The holding chamber 82 can also be used to expel air bubbles entrained in the solution that is withdrawn from the vial. To accomplish this, the point 64 of the needle is retained in the holding chamber 82 as depicted in solid lines in FIG. 3. The syringe, shield cap and vial are inverted with the vial uppermost so that the air will accumulate at the needle end of the syringe barrel. The plunger is then depressed to expel a small amount of solution and all of the air bubbles into the holding chamber thereby eliminating the bubbles from the barrel. Thereafter, the needle is withdrawn from the shield cap ready for use on a patient. The shield cap and vial with the accumulated aspirated solution confined positively in the holding chamber can be safely handled and disposed of without contamination of the handlers.

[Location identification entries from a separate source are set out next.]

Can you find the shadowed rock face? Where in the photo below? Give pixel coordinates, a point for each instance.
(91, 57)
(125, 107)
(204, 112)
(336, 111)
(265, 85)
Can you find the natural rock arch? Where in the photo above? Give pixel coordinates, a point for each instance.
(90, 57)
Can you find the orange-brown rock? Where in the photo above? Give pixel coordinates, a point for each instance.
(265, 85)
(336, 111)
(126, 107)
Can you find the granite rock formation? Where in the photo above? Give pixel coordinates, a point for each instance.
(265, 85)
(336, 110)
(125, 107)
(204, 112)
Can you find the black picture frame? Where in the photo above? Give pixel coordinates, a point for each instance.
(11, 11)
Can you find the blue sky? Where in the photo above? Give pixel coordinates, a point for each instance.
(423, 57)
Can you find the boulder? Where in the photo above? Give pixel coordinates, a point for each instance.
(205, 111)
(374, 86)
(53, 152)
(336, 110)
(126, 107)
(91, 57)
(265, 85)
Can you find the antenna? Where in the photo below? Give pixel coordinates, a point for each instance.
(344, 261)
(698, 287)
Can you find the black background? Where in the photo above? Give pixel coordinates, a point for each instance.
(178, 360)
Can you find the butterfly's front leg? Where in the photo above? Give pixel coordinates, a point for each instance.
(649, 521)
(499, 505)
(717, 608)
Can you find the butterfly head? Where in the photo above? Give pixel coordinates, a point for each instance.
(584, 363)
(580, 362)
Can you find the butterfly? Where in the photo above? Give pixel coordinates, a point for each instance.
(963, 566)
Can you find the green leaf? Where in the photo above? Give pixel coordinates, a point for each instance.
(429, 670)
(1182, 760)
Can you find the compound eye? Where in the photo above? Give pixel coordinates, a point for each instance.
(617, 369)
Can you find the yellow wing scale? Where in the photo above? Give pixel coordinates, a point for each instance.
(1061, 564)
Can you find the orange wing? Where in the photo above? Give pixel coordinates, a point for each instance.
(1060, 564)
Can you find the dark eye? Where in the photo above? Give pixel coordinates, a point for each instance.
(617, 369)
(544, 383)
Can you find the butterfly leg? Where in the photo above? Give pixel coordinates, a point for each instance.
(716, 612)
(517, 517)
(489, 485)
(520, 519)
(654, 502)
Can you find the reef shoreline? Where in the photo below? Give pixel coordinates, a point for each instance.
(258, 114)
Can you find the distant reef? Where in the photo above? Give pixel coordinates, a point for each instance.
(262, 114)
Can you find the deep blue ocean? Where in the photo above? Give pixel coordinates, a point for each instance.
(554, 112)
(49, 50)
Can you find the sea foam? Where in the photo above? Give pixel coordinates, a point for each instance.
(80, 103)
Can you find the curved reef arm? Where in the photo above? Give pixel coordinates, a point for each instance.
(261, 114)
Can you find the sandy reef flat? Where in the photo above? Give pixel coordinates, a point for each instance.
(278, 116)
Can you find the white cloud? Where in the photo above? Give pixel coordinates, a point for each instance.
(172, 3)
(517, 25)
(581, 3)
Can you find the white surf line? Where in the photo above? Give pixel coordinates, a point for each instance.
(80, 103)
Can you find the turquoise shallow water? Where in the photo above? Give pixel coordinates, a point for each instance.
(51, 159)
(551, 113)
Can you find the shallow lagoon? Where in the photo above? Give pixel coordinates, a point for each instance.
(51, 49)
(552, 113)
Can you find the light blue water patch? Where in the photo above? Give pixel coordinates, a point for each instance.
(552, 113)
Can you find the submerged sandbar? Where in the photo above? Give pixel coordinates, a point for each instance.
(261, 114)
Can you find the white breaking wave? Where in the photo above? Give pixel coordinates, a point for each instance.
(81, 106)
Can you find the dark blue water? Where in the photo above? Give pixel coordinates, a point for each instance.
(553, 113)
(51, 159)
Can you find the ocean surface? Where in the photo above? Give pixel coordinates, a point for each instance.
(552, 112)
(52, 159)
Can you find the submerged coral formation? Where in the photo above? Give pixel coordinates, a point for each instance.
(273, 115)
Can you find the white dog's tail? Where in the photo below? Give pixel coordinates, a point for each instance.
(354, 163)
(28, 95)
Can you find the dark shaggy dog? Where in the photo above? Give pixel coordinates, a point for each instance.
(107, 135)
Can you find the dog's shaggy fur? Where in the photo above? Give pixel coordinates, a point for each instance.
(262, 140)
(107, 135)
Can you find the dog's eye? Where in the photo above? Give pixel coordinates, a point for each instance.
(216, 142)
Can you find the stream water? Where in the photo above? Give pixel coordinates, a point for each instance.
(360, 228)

Several modifications to the invention are disclosed in the remaining figures. In FIG. 4, a shield cap 214 is shown assembled with a vial 12 and adaptable for use with a syringe 24. Both the vial and syringe are identical to those disclosed in FIG. 1. The shield cap 214 is formed with a cavity 220 similar in shape and function to cavity 120 in FIG. 1. However, the shield cap 214 is substantially solid along its axial coincidence with the cavity 220 whereas in FIG. 3 the chamber 82 has an annular expansion about the cavity. A bore 217 is provided through the solid portion 219 of the cap to provide a communication path between the chamber 220 and a holding chamber 282. The bore 217 guides the cannula to assure coaxial alignment between the syringe and the cap.
The connecting portion 216 of the cap is substantially identical to that in FIGS. 1 and 3. However, rather than the stepped diameter construction between the body 80 and the connecting portion 16 of the cap in FIGS. 1 and 3, the cap in FIG. 4 has a constant diameter along its length. A locking ring 208 operates in the same manner as locking ring 108 in FIGS. 1 and 3, however since the entire inside surface 221 of the ring mates closely with the outside surface 222 of the cap 214, there is no corresponding guiding ring associated with the ring 208.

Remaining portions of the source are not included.